I saw something on Discovery or THC about body armor. They mentioned that it has problems in body armor applications. Basically the spider silk is too elastic. They said they could make a shirt out of spider silk that was the same weight as a cotton shirt, yet it would stop a .308 Win. from penetrating. There is a catch of course. The .308 bullet wouldn't go through the shirt, but it would go through the guy wearing it taking the fabric with it.
 
well... at least that would make the job of the forensics specialist easier. Least they could find the bullet that killed ya!
 
A hard backing might make it more viable. Or maybe it wouldn't. I've never tried shooting spider silk. ;)

BTW, they are not quite spider-goats. They have one gene changed so that when they produce milk they also produce spider silk. So they are still goats, pretty much.
 
The show I saw that had the spider goats said they were something like 1/70,000 spider. IIRC they don't actually produce spider silk, they produce a protein that has to be extracted from the milk and then formed into silk.

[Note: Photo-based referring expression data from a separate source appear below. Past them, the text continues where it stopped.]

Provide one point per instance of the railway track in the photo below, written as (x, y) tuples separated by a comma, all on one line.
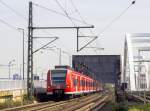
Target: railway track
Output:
[(67, 105)]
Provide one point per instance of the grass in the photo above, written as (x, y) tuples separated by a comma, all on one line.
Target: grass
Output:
[(10, 103), (134, 107)]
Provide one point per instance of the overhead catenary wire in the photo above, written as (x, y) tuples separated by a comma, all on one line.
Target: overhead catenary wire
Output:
[(13, 10), (18, 14), (73, 22), (59, 13)]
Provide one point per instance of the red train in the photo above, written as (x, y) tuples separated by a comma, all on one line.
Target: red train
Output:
[(63, 80)]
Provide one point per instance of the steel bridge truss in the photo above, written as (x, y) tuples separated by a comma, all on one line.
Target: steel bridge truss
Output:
[(136, 62)]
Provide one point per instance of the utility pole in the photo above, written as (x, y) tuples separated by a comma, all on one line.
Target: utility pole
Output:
[(30, 54), (9, 65), (59, 56)]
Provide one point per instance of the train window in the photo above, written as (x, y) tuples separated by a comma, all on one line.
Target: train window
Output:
[(75, 82)]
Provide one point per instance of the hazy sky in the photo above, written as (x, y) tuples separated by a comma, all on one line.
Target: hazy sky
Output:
[(96, 12)]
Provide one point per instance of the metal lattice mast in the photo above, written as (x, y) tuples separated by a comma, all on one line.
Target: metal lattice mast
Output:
[(30, 54)]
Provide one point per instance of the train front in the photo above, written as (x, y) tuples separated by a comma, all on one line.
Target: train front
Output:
[(56, 82)]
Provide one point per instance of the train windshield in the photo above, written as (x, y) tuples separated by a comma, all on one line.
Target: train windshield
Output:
[(58, 76)]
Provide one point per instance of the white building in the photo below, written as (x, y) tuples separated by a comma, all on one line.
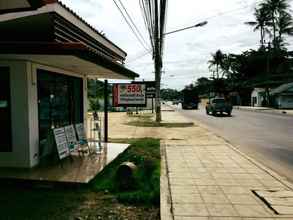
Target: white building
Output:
[(283, 96), (257, 97), (46, 54)]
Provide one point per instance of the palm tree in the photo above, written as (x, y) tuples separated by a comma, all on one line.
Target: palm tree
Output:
[(285, 27), (274, 9), (217, 61), (260, 23)]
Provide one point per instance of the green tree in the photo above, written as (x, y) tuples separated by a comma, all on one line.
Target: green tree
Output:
[(260, 23), (276, 10), (285, 27), (216, 62)]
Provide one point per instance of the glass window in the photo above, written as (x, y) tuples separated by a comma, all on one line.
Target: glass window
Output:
[(5, 111), (60, 101)]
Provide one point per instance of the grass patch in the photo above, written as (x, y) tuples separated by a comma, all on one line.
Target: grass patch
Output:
[(123, 140), (145, 154), (141, 116), (160, 124)]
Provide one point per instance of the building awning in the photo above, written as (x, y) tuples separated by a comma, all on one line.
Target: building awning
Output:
[(75, 57), (288, 87), (7, 6)]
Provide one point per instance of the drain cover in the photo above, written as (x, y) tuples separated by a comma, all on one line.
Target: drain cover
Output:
[(281, 201)]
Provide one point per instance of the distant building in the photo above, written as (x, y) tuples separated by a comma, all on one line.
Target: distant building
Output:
[(283, 96), (257, 97)]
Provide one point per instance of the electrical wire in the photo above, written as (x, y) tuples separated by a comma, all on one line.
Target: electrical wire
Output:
[(130, 26), (132, 22)]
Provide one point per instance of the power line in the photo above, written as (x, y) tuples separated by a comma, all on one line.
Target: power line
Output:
[(139, 56), (130, 26), (131, 20)]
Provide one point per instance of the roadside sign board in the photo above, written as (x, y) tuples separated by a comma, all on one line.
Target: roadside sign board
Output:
[(129, 95), (150, 88), (61, 143), (71, 137)]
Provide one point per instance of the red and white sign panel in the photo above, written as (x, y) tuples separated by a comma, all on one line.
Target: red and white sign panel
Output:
[(129, 95)]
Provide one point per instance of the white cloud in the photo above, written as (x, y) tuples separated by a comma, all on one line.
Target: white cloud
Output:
[(187, 52)]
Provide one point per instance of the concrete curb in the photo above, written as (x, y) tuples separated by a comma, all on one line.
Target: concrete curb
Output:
[(272, 173), (165, 193), (267, 111)]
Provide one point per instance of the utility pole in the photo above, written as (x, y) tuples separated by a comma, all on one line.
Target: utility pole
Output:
[(158, 65), (106, 104)]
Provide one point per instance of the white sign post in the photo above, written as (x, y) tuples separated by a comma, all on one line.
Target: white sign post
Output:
[(129, 95), (61, 143)]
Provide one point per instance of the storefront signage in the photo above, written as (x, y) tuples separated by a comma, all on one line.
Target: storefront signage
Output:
[(71, 137), (150, 88), (129, 95), (61, 143)]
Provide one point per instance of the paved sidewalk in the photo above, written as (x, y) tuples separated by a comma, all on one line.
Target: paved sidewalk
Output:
[(204, 177)]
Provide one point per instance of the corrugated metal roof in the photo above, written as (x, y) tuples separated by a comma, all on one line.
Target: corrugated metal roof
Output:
[(282, 88)]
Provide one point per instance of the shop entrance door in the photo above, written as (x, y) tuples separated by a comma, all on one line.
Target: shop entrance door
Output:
[(5, 111)]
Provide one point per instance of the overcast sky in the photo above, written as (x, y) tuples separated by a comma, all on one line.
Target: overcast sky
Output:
[(186, 53)]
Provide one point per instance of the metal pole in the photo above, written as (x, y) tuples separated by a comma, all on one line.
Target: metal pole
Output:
[(106, 111), (157, 64)]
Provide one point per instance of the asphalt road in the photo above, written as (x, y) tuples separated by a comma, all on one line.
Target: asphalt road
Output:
[(268, 138)]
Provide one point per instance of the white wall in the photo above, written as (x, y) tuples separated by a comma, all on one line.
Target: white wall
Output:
[(24, 112), (285, 102), (19, 157)]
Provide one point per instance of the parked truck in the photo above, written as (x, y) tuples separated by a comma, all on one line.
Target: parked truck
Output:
[(190, 98)]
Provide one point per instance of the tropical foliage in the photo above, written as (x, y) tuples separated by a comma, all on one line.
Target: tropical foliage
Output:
[(267, 67)]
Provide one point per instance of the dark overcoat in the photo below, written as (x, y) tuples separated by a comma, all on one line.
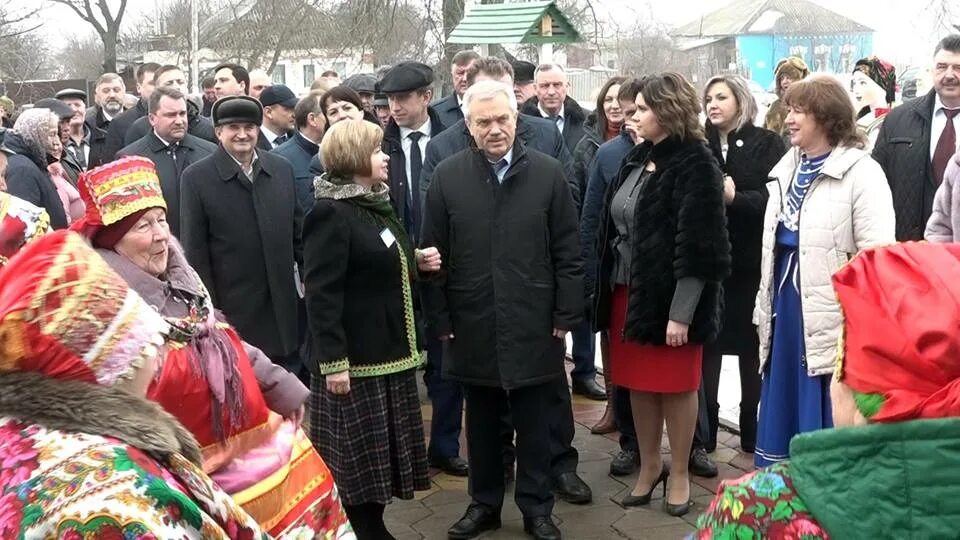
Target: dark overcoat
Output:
[(190, 150), (511, 267), (243, 239), (679, 231), (903, 151), (752, 152)]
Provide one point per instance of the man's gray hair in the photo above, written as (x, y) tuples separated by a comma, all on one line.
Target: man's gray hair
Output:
[(484, 90)]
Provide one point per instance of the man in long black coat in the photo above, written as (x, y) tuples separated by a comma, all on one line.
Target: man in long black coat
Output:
[(170, 147), (510, 288), (240, 229)]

Hard backing would probably work, but one of the big advantages with spider silk armor is that it should be much lighter and far less bulky and adding hard plates would largely negate that I think.
 
I probably should have included this in the last post but a strong and tight weave would make it less flexible, me thinks. 'Course I know nothing about such things. :)
 
In the far East, it is not uncommon for ballistic vests to be made of silk. This is more of an economic issue, though, as they've far more silk than Kevlar.

I've got to admit, I was about to hoist the "B.S." flag, too, regarding the spider-milk goats. That's pretty nifty. Note the copyright on the story is 2000, though. So one wonders: What's become of the goats? Where's my bulletproof feta angora silk sweater? :)
 
I suppose a vest made up of a combination of silk/Kevlar would be a good alternative. Less Kevlar used, but still retains the strength of a normal vest.
 
ANYTHING to make these things thinner, more flexible, and more breathable! [Reaching under stupid NIJ-compliant and thus non-breathable vest to scratch.]
 
funny you should say that about the 308. Thats essentially what the mongols did. The rode fast horses using silk shirts for "armor". Long bow shots would pierce them, but not the shirt, so extracting the arrow was a simple matter of pulling the shirt taut, then the wound was cared for, survival rates were very high :)

However zylon is far better for body armor than kevlar or silk,

http://www.toyobo.co.jp/e/seihin/kc/pbo/

best in the world right now, unfortunatly the patent is owned by toyobo.